The conversion is straightforward because the Haskell doesn't use any higher-kinded types: no applicatives, no functors, and certainly no monads!

The datatype `Reg`

in Haskell, along with a couple of convenience factory functions, becomes:

```
<code>interface Regcom { kind: string };
class Eps implements Regcom { kind: "eps"; };
class Sym implements Regcom { kind: "sym"; s: string; }
class Alt implements Regcom { kind: "alt"; l: Regex; r: Regex };
class Seq implements Regcom { kind: "seq"; l: Regex; r: Regex };
class Rep implements Regcom { kind: "rep"; r: Regex };
function eps(): Eps { return { kind: "eps" }; };
function sym(c: string): Sym { return { kind: "sym", s: c }; };
function alt(l: Regex, r: Regex): Alt { return { kind: "alt", l: l, r: r }; };
function seq(l: Regex, r: Regex): Seq { return { kind: "seq", l: l, r: r }; };
function rep(r: Regex): Rep { return { kind: "rep", r: r }; };
type Regex = Eps | Sym | Alt | Seq | Rep;</code>
```

And the `accept`

looks remarkably similar. The `some()`

and `every()`

methods on Arrays were especially useful here, as they implement the same behavior as `and`

and `or`

over Haskell lists.

```
<code>function accept(r: Regex, s: string): boolean {
switch(r.kind) {
case "eps":
return s.length == 0;
case "sym":
return s.length == 1 && r.s == s[0];
case "alt":
return accept(r.l, s) || accept(r.r, s);
case "seq":
return split(s).some((v: Array<string>) => accept(r.l, v[0]) && accept(r.r, v[1]));
case "rep":
return parts(s).some((v: Array<string>) => v.every((u: string) => accept(r.r, u)));
}
}</code>
```

`split()`

required a significant amount of munging to make sure the arrays were copied and not just referenced, but looks much like the Haskell version:

```
<code>function split(s: string) {
if (s.length == 0) {
return [["", ""]];
}
return [["", s.slice()]].concat(
split(s.slice(1)).map(
(v) => [s[0].slice().concat(v[0].slice()), v[1].slice()]));
}</code>
```

`parts()`

, too, learns a lot from the Haskell version:

```
<code>function parts(s: string): Array<Array<string>> {
if (s.length == 0) {
return [[]];
}
if (s.length == 1) {
return [[s]];
}
let c = s[0];
let cs = s.slice(1);
return parts(cs).reduce((acc, pps) => {
let p: string = pps[0];
let ps: Array<string> = pps.slice(1);
let l: Array<string> = [c + p].concat(ps);
let r: Array<string> = [c].concat(p).concat(ps);
return acc.concat([l, r]);
}, [[]]).filter((c) => c.length != 0);
}</code>
```

You use this code in a straightforward fashion:

```
<code>let nocs = rep(alt(sym("a"), sym("b")));
let onec = seq(nocs, sym("c"));
let evencs = seq(rep(seq(onec, onec)), nocs);
console.log(accept(evencs, "abcc") == true); // "true"
console.log(accept(evencs, "abccababbbbcc") == true); // "true
</code>
```

## Wrap up

Most regular expression "under the covers" tutorials come from a Turing-theoretic approach, describing the finite automata that transition from state-to-state, ultimately ending up somewhere in a table with a flag that says "This is an accept state."

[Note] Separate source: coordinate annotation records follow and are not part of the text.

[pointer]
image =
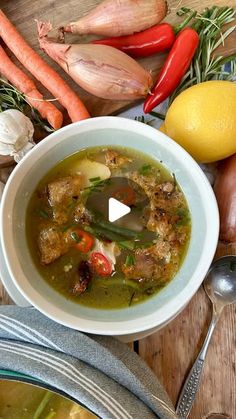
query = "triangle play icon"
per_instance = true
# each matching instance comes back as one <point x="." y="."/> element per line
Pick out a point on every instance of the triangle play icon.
<point x="116" y="209"/>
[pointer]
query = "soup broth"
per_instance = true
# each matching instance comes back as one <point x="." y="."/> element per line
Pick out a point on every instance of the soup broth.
<point x="25" y="401"/>
<point x="101" y="263"/>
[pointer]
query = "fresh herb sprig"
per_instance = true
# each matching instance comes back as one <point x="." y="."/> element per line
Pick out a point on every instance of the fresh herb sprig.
<point x="12" y="98"/>
<point x="205" y="65"/>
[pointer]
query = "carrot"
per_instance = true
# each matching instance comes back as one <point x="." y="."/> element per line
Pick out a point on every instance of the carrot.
<point x="25" y="85"/>
<point x="41" y="70"/>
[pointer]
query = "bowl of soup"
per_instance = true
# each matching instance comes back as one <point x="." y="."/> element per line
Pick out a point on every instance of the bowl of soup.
<point x="25" y="397"/>
<point x="108" y="226"/>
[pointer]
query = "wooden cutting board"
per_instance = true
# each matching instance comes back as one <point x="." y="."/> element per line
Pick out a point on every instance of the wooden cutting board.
<point x="23" y="12"/>
<point x="171" y="351"/>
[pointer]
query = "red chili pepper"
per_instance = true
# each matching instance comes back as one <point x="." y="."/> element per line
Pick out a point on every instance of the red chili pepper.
<point x="101" y="264"/>
<point x="85" y="241"/>
<point x="155" y="39"/>
<point x="175" y="66"/>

I approached this from a Church-theoretic approach. The Church-Turing Thesis says that these two approaches are equivalent, but use different notation. Turing's approach is mechanical and engineering oriented; Church's approach and notation are mathematical.

Stephen Kleene's original 1956 paper on Regular Expressions was primarily written from a Church-theoretic approach, and I showed that this approach can legitimately, if inefficiently, be implemented in an ordinary programming language like Javascript. I showed how Kleene's six basic operations can be composed together to create complete and effective regular expressions.

The code for this Typescript implementation, the eight other Haskell variants, the seven other Rust variants, and one Python variant, are all available on Github.